Afraid that doesn't work Steve, since, solving x=t^3+1 for t gives (x-1)^(1/3) = t so for y=t^2 that's sqrt(y)=(x-1)^(1/3)... or how i actually saw it was wrong. graphed both equations. graphs didn't match up.
Wow, just answered my own question. For anyone else that might have trouble with this. let y = t than solve the equation t^2=x^3+1 for x to get x=(t^2-1)^(1/3) and so the vector valued function is V = (t^2-1)^(1/3)i + tj
To represent the plane curve y^2 = x^3 + 1 as a vector-valued function, we can convert it into a set of parametric equations.
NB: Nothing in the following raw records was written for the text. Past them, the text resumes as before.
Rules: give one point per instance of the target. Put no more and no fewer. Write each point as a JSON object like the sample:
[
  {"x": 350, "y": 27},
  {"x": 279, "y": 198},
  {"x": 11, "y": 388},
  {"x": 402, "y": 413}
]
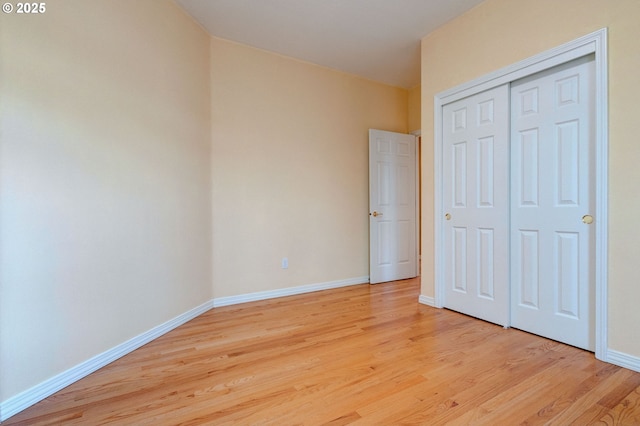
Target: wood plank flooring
[{"x": 361, "y": 355}]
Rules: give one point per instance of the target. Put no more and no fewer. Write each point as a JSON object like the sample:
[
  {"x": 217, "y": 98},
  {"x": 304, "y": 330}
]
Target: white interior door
[
  {"x": 475, "y": 202},
  {"x": 392, "y": 206},
  {"x": 551, "y": 191}
]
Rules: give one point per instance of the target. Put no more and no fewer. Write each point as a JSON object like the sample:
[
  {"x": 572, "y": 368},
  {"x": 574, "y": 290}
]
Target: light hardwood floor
[{"x": 366, "y": 355}]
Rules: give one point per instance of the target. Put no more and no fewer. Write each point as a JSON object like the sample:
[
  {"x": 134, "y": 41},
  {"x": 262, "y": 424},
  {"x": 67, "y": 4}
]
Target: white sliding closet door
[
  {"x": 552, "y": 186},
  {"x": 476, "y": 208}
]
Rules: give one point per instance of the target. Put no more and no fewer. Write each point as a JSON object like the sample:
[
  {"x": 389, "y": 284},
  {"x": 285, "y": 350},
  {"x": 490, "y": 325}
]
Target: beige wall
[
  {"x": 105, "y": 180},
  {"x": 498, "y": 33},
  {"x": 290, "y": 169},
  {"x": 415, "y": 107}
]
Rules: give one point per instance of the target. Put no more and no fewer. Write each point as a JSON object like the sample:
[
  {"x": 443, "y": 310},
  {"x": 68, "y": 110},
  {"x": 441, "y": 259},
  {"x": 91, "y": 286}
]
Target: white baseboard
[
  {"x": 426, "y": 300},
  {"x": 623, "y": 360},
  {"x": 47, "y": 388},
  {"x": 290, "y": 291},
  {"x": 25, "y": 399}
]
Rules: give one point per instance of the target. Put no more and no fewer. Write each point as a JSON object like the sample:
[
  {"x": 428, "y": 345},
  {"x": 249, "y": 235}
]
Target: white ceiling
[{"x": 375, "y": 39}]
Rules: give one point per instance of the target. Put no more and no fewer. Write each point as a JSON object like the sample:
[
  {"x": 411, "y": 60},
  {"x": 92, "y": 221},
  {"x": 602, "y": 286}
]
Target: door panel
[
  {"x": 475, "y": 199},
  {"x": 551, "y": 160},
  {"x": 392, "y": 204}
]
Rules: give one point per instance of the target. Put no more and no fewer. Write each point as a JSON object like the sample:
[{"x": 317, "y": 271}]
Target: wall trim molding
[
  {"x": 622, "y": 359},
  {"x": 47, "y": 388},
  {"x": 289, "y": 291},
  {"x": 29, "y": 397},
  {"x": 427, "y": 300},
  {"x": 593, "y": 43}
]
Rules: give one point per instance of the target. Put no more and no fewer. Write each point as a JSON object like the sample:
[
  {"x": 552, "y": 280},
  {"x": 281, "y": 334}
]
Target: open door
[{"x": 392, "y": 206}]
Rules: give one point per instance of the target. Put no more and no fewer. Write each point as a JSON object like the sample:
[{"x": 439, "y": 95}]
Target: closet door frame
[{"x": 594, "y": 43}]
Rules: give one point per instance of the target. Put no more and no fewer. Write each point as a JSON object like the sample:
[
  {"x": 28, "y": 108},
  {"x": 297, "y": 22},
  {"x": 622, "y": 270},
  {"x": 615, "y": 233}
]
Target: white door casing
[
  {"x": 392, "y": 206},
  {"x": 551, "y": 191},
  {"x": 475, "y": 201},
  {"x": 596, "y": 44}
]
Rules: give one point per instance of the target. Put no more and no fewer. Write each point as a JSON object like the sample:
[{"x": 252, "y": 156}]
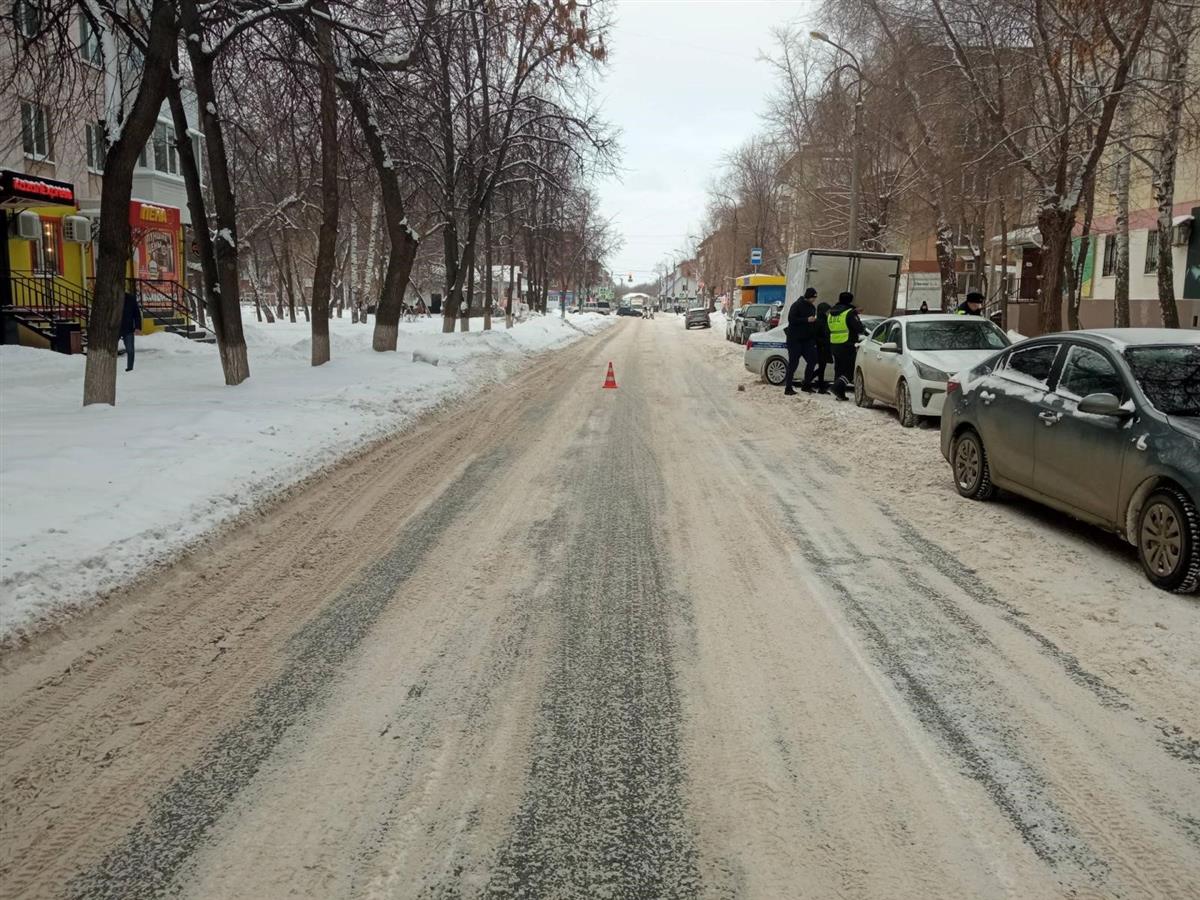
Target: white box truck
[{"x": 874, "y": 279}]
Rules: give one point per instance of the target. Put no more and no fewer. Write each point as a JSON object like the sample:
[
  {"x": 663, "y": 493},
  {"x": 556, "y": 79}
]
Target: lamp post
[{"x": 856, "y": 137}]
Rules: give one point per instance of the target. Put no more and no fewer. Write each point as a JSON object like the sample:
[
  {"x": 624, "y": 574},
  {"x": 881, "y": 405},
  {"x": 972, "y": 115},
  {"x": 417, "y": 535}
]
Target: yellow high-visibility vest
[{"x": 839, "y": 327}]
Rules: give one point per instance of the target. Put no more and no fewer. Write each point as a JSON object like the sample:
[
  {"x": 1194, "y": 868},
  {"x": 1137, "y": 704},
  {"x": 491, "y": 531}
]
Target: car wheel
[
  {"x": 775, "y": 371},
  {"x": 861, "y": 397},
  {"x": 904, "y": 406},
  {"x": 972, "y": 475},
  {"x": 1169, "y": 540}
]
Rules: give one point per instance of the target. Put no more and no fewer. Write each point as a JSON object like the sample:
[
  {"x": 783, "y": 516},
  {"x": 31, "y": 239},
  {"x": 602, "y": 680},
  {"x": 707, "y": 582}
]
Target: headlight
[{"x": 929, "y": 373}]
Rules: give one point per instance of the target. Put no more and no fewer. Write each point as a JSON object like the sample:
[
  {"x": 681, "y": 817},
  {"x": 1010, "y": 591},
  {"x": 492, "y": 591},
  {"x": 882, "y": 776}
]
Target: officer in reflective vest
[
  {"x": 845, "y": 329},
  {"x": 971, "y": 306}
]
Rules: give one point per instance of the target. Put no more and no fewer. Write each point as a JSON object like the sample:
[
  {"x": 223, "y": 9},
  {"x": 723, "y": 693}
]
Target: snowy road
[{"x": 673, "y": 640}]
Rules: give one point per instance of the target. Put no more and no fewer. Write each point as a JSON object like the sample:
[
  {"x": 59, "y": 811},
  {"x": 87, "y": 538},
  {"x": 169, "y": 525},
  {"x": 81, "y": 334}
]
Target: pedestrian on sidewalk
[
  {"x": 845, "y": 330},
  {"x": 802, "y": 345},
  {"x": 131, "y": 322},
  {"x": 825, "y": 351},
  {"x": 971, "y": 306}
]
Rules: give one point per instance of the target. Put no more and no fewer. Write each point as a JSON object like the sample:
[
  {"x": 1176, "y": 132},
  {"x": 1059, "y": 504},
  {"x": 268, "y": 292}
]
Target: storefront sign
[
  {"x": 156, "y": 234},
  {"x": 21, "y": 190}
]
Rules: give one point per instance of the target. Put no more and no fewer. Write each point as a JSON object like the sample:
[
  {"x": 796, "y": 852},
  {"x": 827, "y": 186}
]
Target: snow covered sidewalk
[{"x": 91, "y": 497}]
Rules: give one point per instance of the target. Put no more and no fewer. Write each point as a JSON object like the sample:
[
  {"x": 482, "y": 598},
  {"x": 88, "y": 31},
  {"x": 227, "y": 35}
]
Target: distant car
[
  {"x": 753, "y": 319},
  {"x": 731, "y": 324},
  {"x": 766, "y": 353},
  {"x": 1103, "y": 425},
  {"x": 907, "y": 360}
]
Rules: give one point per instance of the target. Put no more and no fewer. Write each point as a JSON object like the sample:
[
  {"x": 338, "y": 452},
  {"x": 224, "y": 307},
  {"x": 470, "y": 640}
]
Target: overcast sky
[{"x": 684, "y": 85}]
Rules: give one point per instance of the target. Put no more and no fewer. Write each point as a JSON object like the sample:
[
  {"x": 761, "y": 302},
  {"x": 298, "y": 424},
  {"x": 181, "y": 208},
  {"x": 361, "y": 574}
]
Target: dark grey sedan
[{"x": 1103, "y": 425}]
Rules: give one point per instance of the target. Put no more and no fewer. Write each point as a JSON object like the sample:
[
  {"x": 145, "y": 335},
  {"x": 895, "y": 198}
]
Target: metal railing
[{"x": 52, "y": 298}]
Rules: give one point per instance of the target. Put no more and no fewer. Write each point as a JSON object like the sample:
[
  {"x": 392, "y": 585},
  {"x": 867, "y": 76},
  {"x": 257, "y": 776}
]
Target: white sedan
[{"x": 907, "y": 360}]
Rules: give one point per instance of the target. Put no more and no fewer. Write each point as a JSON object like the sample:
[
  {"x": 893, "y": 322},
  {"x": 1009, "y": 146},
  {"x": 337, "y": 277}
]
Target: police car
[{"x": 766, "y": 353}]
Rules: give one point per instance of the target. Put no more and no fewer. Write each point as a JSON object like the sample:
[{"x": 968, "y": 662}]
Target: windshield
[
  {"x": 966, "y": 335},
  {"x": 1169, "y": 377}
]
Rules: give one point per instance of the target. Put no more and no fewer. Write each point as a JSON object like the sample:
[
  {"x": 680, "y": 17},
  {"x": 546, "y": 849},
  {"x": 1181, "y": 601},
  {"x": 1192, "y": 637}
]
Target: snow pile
[{"x": 90, "y": 497}]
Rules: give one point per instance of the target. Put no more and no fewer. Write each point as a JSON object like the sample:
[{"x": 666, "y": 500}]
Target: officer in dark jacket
[
  {"x": 131, "y": 322},
  {"x": 802, "y": 343},
  {"x": 971, "y": 306},
  {"x": 845, "y": 329}
]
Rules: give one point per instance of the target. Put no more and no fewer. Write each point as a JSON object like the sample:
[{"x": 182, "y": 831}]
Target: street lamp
[{"x": 856, "y": 138}]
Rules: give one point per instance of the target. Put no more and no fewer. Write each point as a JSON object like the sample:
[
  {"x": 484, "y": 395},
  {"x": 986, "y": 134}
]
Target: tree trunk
[
  {"x": 1079, "y": 263},
  {"x": 327, "y": 238},
  {"x": 1055, "y": 225},
  {"x": 114, "y": 239},
  {"x": 226, "y": 312},
  {"x": 947, "y": 264},
  {"x": 487, "y": 274},
  {"x": 1121, "y": 235}
]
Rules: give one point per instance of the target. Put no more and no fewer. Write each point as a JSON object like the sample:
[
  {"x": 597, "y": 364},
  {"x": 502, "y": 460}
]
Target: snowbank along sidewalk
[{"x": 91, "y": 497}]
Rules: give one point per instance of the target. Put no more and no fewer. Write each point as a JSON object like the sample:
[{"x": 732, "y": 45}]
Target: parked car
[
  {"x": 731, "y": 323},
  {"x": 766, "y": 353},
  {"x": 907, "y": 360},
  {"x": 753, "y": 321},
  {"x": 1103, "y": 425}
]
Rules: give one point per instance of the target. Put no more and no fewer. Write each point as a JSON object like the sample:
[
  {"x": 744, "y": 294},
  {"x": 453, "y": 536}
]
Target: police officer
[
  {"x": 845, "y": 329},
  {"x": 802, "y": 342},
  {"x": 971, "y": 306}
]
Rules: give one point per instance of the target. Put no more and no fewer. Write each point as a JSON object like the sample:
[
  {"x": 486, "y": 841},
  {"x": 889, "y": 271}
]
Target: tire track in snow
[
  {"x": 147, "y": 862},
  {"x": 603, "y": 814}
]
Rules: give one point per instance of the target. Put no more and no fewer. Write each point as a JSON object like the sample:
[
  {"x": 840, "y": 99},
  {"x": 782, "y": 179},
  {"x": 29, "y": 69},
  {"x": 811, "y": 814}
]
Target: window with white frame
[
  {"x": 94, "y": 136},
  {"x": 161, "y": 154},
  {"x": 89, "y": 42},
  {"x": 35, "y": 130},
  {"x": 29, "y": 17},
  {"x": 1110, "y": 256}
]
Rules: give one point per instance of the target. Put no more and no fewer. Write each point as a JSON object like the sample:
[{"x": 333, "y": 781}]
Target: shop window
[
  {"x": 94, "y": 136},
  {"x": 1110, "y": 255},
  {"x": 89, "y": 42},
  {"x": 35, "y": 130},
  {"x": 29, "y": 17},
  {"x": 47, "y": 250}
]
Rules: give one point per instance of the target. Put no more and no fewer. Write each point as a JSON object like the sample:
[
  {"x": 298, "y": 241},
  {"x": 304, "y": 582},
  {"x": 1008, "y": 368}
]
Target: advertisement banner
[{"x": 155, "y": 240}]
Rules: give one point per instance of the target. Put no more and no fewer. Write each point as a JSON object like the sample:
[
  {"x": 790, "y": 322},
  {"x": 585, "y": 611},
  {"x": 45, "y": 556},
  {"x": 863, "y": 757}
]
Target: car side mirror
[{"x": 1103, "y": 405}]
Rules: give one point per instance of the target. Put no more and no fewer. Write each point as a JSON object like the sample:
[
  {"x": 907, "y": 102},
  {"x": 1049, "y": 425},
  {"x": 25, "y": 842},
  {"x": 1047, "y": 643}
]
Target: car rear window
[
  {"x": 964, "y": 335},
  {"x": 1169, "y": 377}
]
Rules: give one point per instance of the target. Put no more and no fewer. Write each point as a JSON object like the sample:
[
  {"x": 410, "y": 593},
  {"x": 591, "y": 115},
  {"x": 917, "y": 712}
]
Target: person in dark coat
[
  {"x": 825, "y": 351},
  {"x": 971, "y": 306},
  {"x": 845, "y": 330},
  {"x": 131, "y": 322},
  {"x": 802, "y": 343}
]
1. Start by choosing a parameter, typically denoted as t, to help parameterize the curve.
2. Let's assume that t represents the x-coordinate of a point on the curve. We can write x = t.
3. Substitute the value of x into the equation y^2 = x^3 + 1:
y^2 = (t)^3 + 1
4. Take the square root of both sides to solve for y:
y = ±√(t^3 + 1)
5. Since y can be positive or negative, we can write it as two separate equations:
y = √(t^3 + 1)
y = -√(t^3 + 1)
6. Combine the x and y equations to form a vector-valued function:
r(t) = (t, √(t^3 + 1))
r(t) = (t, -√(t^3 + 1))
Now, for any value of t, the vector r(t) will give you a point on the curve y^2 = x^3 + 1. You can choose different values of t to find corresponding points on the curve.